Le qua­trième chapitre ferait alors place à un penseur inat­tendu, et aujourd’hui presque oublié. Quelqu’un qui a incarné l’êthos cri­tique dont il est question ici de manière exem­plaire, quoique dans une tra­dition rad­i­calement dif­férente. Dans les années 1930 et 1940, Jacques Mar­itain a engagé une lutte avec lui-même pour trans­figurer la manière dont un philosophe thomiste était censé penser des thèmes tels que la démoc­ratie, l’antisémitisme ou les droits de l’homme — une tâche véri­ta­blement cri­tique parce qu’elle requérait, comme chez Descartes, une laborieuse géologie du soi. L’un des moments clés de ce travail cri­tique de soi sur soi cor­re­spond avec une polémique très peu connue entre Mar­itain et le Père Ignacio Menéndez-Reigada, auteur en 1936 d’un texte qui, en se faisant le porte-parole de la position de la hiérarchie catholique espagnole, défend sans hési­tation le nation­alisme de Fran­cisco Franco, et définit sa guerre contre le Frente Popular comme « la guerra màs santa de la his­toria ». Une nou­velle « croisade », en somme, et même plus « sainte » que celles du Moyen Âge ! Encouragés par la lettre ency­clique contre le com­mu­nisme athée où Pie XI dénonçait les « hor­reurs » commis par les com­mu­nistes espag­noles, le premier juin 1937 les évêques espagnols signent une lettre col­lective qui rend officiel leur soutien à Franco. Ce même jour, une voix catholique — une seule — se lève : Mar­itain signe un article dans la NRF où il décon­struit les thèses de Menéndez-Reigada et sou­tient, non seulement que la guerre de Franco contre le Frente Popular n’est pas une guerre sainte, mais de manière encore plus rad­icale que la notion même de guerre sainte n’a plus aucun rôle à jouer dans le monde con­tem­porain. La guerre, c’est un fait ter­restre. Il n’est pas pos­sible de la sanc­tifier — même le pape n’aurait pas le droit de le faire ! La guerre civile espagnole, loin d’être une guerre sainte, est une « guerre d’extermination » qu’il faut arrêter au plus vite. Bien entendu, aux yeux de Rome et de la plupart des évêques du monde entier, Mar­itain devient un dan­gereux communiste.

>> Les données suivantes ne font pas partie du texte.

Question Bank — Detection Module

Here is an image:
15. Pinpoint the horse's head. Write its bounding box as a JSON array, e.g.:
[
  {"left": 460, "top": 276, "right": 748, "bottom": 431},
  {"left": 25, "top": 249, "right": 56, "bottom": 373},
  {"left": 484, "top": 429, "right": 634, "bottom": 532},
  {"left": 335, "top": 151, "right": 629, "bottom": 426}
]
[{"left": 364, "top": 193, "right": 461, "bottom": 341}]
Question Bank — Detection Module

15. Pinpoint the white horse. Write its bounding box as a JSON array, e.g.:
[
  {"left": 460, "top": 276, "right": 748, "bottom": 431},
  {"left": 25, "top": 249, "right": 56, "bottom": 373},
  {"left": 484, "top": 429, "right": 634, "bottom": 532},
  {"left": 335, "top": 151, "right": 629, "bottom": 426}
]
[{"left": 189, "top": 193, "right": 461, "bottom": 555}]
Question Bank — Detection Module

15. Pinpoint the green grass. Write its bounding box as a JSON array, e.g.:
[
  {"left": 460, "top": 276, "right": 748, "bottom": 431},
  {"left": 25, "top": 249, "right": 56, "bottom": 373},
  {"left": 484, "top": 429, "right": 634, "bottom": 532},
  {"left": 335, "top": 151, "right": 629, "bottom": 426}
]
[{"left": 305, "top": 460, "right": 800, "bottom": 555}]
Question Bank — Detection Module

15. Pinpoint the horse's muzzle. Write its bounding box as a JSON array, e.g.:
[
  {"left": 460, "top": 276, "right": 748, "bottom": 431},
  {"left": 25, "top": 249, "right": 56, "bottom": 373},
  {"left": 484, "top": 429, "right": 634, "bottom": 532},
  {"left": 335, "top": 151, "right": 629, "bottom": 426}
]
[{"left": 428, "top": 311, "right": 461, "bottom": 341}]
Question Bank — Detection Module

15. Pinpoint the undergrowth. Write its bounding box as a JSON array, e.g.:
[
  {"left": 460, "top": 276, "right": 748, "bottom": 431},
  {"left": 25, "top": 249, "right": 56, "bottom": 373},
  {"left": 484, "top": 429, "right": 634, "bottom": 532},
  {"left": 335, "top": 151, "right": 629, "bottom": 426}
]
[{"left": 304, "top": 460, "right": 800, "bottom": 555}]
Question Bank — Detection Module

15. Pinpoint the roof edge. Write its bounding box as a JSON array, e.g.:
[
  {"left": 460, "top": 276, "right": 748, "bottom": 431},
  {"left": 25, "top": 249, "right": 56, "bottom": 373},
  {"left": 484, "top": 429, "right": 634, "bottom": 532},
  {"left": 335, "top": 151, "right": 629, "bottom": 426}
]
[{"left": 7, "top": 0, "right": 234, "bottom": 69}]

The final chapter of the book would make room for some auto­bi­o­graphical ele­ments. It would start with my younger self, ten years ago, writing two MA theses: one on Fou­cault and one on Mar­itain. When asked why I was working on these two thinkers that everybody con­sidered as totally incom­patible, I have always found myself unable to artic­ulate in clear terms the intu­ition that yes, they do have some­thing in common! To describe this some­thing, I now suggest to use the concept of “genealogical resis­tance”: a radical form of critical practice directed first and foremost against one’s most cher­ished beliefs, against one’s culture and values, against one’s identity. No doubt this practice requires courage, as Fou­cault strongly empha­sizes in his analysis of ancient par­rhesia. However, this courage is not to be thought of in terms of heroism: we all expe­ri­enced it, in one form or another, in our work and everyday life. I would like to argue that it is now time to actively cul­tivate it, as a pra­tique réfléchie con­stantly pre­venting us from remaining the same.